The Australian “right” – to the extent that such a term means anything in these days of strange new political alliances, a largely non-performing and factionalised Liberal Party with at most a third or so of members who could be described even loosely as conservative, a National Party that is beyond a joke and which has all but eschewed its own former conservative ideology, and a shared woke globalist ideology that spans the ruling elites of all the major parties – is a mess.
There are many little mistakes made on the right of Australian politics. And one big one. And here I speak largely of (and to) those on the right who are outside the LNP tent, or who are tentatively in it, but strictly on sufferance and without the remotest enthusiasm.

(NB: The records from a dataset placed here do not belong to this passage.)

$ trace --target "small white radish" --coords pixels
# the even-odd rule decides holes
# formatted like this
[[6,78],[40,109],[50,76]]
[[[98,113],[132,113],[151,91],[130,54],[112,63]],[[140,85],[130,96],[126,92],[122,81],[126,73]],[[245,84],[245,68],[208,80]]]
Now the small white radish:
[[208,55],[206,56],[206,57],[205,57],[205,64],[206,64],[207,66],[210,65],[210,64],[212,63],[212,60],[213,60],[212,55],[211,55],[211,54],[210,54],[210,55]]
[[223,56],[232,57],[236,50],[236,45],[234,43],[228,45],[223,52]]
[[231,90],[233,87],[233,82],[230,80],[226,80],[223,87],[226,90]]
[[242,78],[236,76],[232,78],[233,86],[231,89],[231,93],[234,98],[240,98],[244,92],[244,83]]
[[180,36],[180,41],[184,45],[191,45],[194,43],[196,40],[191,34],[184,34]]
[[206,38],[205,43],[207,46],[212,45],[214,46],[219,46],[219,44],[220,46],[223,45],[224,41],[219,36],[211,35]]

The little mistakes are legion.
They include putting up with disunity, indeed perpetuating it; backing wrong horses – think Cory Bernardi – not presenting coherent, easily grasped philosophies to voters and potential supporters; not turning political principles into appealing, concrete policies that resonate with voters’ day-to-day concerns; and refusing to accept Trumpian populism, aka national conservatism, as the smart way ahead. You know – preserving Australian jobs, not selling off the farm, putting Australia first, respecting tradition and family values, pushing back against politically correct madness. Dare one say it – making Australia great again. The Americans have cottoned onto this. We have not.
The big mistake is fatal.
It is to mistake the battle for political office between the traditional parties for the real battle, the battle of ideas, remembering that culture is upstream from politics, and, as a result, to place all the strategic and tactical effort in party political games and elections. Backing the Liberal Party at all costs. Winning elections.
Having placed all the chips on this battle, certain consequential mistakes follow. Primarily, thinking that the main game is getting “conservative” parties into office and getting left-of centre parties or coalitions out of office. Hence those who mistakenly choose this course support the Coalition reflexively and to attack the ALP reflexively, without any reference to the bigger canvas. In summary, the Big Mistake is to keep backing the Liberal Party, absent strategic thinking about what ultimately matters.
The goal becomes winning office, at all costs and with all other things parked while we pursue the main game. Except that it isn’t the main game. This is the essential folly of the right. Getting strategies and policies in place to effect genuine change in society, to reverse engineer the take-over by the progressive left of the key institutions of society, simply never gets prime attention. Having clueless, non-ideological twenty something apparatchiks from marketing and public relations running the main parties seals the fate of the conservative hopefuls. Apparatchiks for whom “political management” is all. Messaging. This is all they know. The short term will ALWAYS out-do the long-term, and these young guns are mostly only there to get their career going anyway. Through the usual, seedy factional channels.
When you hear someone say, “I only vote for the Coalition because the other mob are worse”, which you will hear every other day, then you have lost the real battle. Every time, you hear – “but this election is more important than all the others. We CANNOT have Bill Shorten”.
This is the Liberal Party’s get-out-of-gaol-free card. They have been living off this since 1944. In other words, their entire life. Yes, it is difficult when you have a compulsory preferential voting system. You end up having to decide whether the Coalition comes in front of Labor, whoever you put first or last. Those bits are the easy part. Are you forced to vote informal?
This form of argument and its attendant voting behaviour is simply a race to the bottom. We all lose. Big time.
Or they say, “I vote Liberal in the House of Representatives and for a real right wing party in the Senate” to “keep the Libs honest”. Well, clearly that hasn’t worked. We have a rag tag mob of log-rollers in the Senate who have their own policy peccadillos but scant philosophical sense or big picture focus. Or they are merely chancers looking for their fifteen minutes of glory. Think Clive Palmer and his acolytes.